越美国境・笹ヶ峰から下山2019年09月16日

 滝ヶ谷を登り詰めて笹ヶ峰の北方のピーク(ab1270m)でビバークを決断。Wリーダーがビバークに最適な砂地の平な一角を見つけた。そこで二張りのツエルトを設営。濡れたものを乾かすために焚火を試みたが着火に失敗。不快なままだったが疲労困憊の体ですぐ就寝できた。
 夜は多少は寒かった。足の冷えは資源ごみの袋を足ごと包み、ザックにすっぽり入れて寝たら快適だった。防寒としては羽毛のベストが軽くて快適だった。
 朝4時か、目覚ましが朝を知らせる。周囲は濃霧に包まれている。それでも6時ごろになると東の空から太陽が昇るのが見えた。能郷白山、イソクラなども同定できた。(Wさん)気温が上昇すると霧は晴れた。スマホも使えたので午後から天気が悪くなるとの予報は聞こえた。
 さて、6時過ぎ、霧に包まれる笹ヶ峰を目指す。何とか獣道を探しながらも笹と低灌木の藪のからむ稜線の藪漕ぎは著しく体力を消耗させる。我慢我慢の藪漕ぎをすること40分で登頂できた。
 笹ヶ峰の三角点周辺はきれいに刈り込まれているので登山者があるのだろう。ここからロボット(ab1280m)のピークまでは藪山好きの登山者がつけてくれた踏み跡に期待したが、笹と低灌木の藪漕ぎは続いた。ここでもかすかに残る獣道を探しながら越美国境稜線の縦走を続ける。この山の登頂者は残雪期が多く、稜線もスキー向きなほど広いから期待したほどの踏み跡はなかった。
 先頭を行くWリーダーが1294mの夏小屋丸の南のコブから不動山へRFを間違えた。が、Wさんが下がりすぎと、気が付いたのですぐにGPSでチエックしてもらったらやはりミスだった。『秘境奥美濃の山旅』のガイドはここから不動山往復をしている関係で踏み跡ができてしまったのだろう。
 ビバーク地から約6時間後、やっとロボットに着いた。12時10分に廃村大河内に向かって下山する。この尾根道も白谷山までは藪が絡む。しかし獣道ではなく、ロボットのために付けられた登山の道の廃道なので途切れず、下るペースは確保できる。白谷山を過ぎてから尾根は急降下する。途中で熊4頭に遭遇し、Wさんが笛を鳴らして知らせる。疲れた体をかばいながら何とか白谷の水場へ着いた。不足していた水分を思いきり補給して人心地ついた。

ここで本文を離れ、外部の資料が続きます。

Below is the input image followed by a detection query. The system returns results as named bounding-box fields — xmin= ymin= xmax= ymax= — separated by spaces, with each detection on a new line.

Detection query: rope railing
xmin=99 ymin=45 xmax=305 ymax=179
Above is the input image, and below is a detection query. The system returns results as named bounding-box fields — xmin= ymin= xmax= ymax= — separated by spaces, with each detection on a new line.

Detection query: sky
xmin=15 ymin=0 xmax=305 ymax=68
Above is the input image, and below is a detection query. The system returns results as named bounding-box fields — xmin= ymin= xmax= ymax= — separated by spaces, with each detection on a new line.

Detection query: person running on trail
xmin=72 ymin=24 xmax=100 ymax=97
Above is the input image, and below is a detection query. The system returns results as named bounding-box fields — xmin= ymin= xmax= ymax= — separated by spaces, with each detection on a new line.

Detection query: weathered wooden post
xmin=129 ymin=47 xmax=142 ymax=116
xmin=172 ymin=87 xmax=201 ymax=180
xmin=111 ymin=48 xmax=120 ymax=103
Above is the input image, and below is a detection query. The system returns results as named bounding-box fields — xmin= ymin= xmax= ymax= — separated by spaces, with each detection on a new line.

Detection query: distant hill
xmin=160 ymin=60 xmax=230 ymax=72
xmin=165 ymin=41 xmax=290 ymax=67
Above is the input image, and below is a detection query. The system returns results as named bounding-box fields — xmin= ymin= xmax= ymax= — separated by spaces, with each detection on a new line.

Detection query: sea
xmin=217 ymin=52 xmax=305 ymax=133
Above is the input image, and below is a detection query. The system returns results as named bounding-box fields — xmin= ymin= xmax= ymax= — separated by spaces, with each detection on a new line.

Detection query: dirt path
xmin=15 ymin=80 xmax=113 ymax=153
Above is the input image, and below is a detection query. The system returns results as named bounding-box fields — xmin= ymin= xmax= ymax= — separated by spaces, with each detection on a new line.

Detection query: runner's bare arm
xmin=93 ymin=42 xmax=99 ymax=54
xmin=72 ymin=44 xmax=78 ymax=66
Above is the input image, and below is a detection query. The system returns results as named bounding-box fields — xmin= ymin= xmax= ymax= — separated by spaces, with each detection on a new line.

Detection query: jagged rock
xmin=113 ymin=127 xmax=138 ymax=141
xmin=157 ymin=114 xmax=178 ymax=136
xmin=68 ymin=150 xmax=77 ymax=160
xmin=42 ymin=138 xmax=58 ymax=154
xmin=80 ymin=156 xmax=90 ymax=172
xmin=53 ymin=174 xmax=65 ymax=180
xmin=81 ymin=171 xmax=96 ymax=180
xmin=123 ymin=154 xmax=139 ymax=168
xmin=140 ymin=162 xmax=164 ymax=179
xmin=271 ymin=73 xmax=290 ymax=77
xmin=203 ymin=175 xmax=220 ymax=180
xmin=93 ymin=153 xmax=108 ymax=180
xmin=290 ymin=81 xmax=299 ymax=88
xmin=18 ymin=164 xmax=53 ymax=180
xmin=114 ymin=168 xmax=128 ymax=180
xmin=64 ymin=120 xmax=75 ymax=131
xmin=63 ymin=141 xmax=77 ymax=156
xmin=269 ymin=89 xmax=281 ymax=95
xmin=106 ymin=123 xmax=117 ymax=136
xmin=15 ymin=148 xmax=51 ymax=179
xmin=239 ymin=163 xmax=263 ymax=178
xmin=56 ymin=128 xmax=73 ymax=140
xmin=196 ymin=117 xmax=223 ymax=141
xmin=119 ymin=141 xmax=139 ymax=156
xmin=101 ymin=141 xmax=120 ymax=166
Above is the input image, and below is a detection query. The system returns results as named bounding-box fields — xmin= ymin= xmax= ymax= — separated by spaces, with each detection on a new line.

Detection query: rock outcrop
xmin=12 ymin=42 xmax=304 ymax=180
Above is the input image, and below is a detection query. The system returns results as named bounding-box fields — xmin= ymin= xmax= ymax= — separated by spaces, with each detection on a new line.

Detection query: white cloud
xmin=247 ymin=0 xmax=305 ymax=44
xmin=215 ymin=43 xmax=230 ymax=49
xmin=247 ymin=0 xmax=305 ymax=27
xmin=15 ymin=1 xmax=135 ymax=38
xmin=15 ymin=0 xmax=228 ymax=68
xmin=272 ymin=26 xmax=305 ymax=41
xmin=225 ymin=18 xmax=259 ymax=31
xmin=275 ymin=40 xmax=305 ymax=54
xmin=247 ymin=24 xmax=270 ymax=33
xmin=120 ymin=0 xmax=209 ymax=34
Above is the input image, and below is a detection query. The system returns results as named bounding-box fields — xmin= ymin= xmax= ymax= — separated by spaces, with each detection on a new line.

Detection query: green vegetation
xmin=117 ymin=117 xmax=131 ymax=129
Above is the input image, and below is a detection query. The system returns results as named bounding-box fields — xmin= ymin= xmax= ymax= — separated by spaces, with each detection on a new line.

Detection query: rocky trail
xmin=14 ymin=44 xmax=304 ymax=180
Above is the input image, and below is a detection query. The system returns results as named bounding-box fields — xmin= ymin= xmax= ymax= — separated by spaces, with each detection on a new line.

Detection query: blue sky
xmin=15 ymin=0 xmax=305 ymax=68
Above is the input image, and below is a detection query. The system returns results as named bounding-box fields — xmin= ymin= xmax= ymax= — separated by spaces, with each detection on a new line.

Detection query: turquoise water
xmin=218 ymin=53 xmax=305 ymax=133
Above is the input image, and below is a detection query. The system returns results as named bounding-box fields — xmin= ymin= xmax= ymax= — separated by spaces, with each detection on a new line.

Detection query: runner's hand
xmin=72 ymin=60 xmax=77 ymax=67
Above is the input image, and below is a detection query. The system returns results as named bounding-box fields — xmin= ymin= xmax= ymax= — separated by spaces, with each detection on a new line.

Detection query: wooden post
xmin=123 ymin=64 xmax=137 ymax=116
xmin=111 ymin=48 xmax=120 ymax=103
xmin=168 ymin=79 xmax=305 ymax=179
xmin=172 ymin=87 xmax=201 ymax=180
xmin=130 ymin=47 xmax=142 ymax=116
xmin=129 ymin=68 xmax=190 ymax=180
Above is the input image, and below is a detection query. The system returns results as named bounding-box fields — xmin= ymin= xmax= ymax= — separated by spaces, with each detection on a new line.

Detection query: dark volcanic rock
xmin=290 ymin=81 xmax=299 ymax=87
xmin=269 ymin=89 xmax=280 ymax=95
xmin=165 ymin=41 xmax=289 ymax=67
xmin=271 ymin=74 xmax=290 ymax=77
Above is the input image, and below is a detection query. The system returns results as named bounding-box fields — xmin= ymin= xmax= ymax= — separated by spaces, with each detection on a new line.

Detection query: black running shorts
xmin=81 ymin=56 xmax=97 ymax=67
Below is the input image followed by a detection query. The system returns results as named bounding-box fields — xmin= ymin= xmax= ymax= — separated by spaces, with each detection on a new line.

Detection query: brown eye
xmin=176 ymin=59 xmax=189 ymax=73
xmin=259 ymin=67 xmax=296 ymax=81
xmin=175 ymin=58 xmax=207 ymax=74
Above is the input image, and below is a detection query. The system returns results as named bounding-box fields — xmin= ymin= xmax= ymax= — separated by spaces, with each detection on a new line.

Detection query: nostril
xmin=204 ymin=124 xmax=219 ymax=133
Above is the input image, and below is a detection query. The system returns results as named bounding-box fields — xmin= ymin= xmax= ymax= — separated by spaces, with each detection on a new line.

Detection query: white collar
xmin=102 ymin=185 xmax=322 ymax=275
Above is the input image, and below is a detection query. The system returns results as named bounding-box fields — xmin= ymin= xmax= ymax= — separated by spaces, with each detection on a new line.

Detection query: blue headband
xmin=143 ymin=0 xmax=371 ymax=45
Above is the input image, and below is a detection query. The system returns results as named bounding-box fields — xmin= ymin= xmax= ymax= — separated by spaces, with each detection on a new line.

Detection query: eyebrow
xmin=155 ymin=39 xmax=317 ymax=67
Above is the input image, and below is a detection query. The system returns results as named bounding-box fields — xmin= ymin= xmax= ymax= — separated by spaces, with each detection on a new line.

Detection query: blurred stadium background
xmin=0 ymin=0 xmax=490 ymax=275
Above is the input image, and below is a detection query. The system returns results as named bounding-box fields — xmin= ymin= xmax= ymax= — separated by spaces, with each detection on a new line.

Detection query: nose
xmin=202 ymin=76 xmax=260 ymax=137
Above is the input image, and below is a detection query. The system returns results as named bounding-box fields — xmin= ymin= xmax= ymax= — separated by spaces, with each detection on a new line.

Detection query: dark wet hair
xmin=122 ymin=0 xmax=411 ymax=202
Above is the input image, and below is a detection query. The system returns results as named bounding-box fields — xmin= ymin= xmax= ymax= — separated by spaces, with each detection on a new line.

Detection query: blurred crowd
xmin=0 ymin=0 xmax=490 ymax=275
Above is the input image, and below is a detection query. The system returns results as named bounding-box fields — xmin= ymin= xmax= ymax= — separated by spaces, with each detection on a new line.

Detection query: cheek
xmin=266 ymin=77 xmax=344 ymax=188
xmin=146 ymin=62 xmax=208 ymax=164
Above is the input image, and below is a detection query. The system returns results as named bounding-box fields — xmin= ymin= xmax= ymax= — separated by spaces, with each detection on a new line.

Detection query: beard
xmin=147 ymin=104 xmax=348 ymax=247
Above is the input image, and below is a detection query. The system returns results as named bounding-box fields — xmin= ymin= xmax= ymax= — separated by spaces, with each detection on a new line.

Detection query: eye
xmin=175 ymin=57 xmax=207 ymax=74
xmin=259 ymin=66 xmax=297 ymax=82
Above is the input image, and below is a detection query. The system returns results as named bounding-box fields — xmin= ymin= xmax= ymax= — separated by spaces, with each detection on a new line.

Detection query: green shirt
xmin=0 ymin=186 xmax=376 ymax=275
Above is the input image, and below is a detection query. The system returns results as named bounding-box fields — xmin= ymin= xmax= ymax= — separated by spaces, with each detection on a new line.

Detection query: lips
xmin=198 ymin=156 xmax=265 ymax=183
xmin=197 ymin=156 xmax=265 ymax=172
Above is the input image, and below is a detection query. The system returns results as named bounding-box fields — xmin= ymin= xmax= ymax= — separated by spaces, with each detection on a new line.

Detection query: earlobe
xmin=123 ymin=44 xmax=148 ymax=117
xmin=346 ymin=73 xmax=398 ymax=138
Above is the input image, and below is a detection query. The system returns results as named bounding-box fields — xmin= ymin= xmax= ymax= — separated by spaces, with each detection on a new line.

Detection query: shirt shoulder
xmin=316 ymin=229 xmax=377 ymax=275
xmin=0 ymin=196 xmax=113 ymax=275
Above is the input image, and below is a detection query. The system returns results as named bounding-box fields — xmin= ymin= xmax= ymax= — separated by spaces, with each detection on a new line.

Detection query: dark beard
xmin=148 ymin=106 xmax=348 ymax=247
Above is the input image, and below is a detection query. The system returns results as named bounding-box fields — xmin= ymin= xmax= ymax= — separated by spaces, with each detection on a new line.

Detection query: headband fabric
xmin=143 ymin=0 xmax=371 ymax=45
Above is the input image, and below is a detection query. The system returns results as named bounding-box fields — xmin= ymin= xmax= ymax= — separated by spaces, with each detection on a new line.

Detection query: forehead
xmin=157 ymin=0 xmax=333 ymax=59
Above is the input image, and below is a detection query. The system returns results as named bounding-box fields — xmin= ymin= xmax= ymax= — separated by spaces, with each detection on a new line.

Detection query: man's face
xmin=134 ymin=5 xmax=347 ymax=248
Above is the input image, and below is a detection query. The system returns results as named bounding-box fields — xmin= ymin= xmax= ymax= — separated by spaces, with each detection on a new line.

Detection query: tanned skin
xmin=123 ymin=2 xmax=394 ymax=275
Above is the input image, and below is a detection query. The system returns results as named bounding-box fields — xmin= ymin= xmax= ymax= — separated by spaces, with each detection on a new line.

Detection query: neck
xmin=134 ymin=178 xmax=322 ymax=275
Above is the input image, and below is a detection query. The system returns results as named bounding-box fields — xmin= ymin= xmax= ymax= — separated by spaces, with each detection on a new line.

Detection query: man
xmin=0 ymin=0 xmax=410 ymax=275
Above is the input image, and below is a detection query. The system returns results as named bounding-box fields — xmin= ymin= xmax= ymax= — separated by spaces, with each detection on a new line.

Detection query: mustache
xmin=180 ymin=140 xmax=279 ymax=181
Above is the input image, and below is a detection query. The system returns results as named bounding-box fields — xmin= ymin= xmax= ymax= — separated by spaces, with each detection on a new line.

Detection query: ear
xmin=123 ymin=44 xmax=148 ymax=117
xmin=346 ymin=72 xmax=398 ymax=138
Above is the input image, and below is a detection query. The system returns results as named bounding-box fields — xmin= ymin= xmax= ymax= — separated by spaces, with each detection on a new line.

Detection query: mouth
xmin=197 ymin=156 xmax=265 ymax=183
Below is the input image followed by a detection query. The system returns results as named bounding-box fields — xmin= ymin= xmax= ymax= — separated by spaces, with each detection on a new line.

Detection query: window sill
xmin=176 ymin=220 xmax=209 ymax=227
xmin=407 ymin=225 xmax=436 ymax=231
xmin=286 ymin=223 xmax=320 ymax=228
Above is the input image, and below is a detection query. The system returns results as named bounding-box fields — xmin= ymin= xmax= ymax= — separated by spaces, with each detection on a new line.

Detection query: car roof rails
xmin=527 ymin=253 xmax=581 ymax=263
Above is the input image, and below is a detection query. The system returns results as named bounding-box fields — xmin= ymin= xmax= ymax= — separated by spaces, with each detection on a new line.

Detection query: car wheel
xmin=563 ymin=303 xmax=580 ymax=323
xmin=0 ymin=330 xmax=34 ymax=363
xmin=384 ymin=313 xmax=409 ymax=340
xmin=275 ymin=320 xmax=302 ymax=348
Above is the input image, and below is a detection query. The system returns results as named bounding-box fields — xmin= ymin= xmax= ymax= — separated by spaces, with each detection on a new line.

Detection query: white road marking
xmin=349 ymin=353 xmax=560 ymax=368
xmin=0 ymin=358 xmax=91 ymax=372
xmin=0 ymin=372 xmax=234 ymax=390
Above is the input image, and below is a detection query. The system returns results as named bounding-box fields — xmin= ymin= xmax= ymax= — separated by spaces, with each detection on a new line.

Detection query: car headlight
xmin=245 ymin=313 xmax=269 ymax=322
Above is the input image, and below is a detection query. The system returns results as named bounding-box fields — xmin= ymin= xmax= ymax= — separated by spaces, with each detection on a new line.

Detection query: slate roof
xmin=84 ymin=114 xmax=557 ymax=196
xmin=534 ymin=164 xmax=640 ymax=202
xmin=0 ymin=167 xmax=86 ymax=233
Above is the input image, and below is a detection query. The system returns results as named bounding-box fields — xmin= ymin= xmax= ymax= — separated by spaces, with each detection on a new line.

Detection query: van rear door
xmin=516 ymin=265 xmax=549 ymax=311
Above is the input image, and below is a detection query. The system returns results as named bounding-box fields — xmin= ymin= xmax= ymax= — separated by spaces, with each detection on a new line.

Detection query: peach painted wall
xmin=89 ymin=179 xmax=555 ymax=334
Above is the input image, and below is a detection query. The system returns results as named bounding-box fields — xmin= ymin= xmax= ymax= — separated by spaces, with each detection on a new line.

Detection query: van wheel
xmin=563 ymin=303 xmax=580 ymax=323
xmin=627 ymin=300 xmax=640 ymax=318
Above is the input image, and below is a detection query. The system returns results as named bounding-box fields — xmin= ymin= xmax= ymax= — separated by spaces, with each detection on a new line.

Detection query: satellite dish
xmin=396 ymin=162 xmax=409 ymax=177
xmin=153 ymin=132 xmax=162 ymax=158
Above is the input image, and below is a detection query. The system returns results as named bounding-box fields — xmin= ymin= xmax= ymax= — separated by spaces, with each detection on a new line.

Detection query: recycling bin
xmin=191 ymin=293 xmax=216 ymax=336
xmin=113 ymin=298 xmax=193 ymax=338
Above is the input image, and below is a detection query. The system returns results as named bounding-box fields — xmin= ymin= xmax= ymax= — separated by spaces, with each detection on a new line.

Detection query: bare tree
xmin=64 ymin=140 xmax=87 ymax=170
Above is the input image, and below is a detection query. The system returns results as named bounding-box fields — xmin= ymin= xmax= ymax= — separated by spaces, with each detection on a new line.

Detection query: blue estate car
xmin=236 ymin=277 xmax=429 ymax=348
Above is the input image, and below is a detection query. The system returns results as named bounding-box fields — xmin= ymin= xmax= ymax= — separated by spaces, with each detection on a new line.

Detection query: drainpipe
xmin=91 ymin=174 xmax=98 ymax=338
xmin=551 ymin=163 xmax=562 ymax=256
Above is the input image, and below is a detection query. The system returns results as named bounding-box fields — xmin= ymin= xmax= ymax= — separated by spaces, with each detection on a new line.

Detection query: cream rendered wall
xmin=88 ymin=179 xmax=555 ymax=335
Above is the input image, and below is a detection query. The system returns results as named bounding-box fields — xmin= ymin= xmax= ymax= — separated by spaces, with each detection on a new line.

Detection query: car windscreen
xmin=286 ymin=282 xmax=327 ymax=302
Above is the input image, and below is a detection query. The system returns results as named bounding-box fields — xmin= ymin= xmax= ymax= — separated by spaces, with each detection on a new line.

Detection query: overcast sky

 橋を渡るとマイカーのあるPへはすぐだ。時に4時半。着替えて廃村大河内を後にした。帰路、林道に立ちすくむ鹿と遭遇する。登山者が去れば獣天国に還る。今庄の宿で有名な今庄そばを賞味できた。温泉には時間切れで入湯できなかった。沢から山頂を踏んで、稜線を縦走して夢のようだ、とWさん。三度目の正直か。失敗しないと性根が座らないのは私も同じだ。しかし奥美濃でこんなに山深く秘境的雰囲気を楽しめる山は貴重だ。究極の登山であった。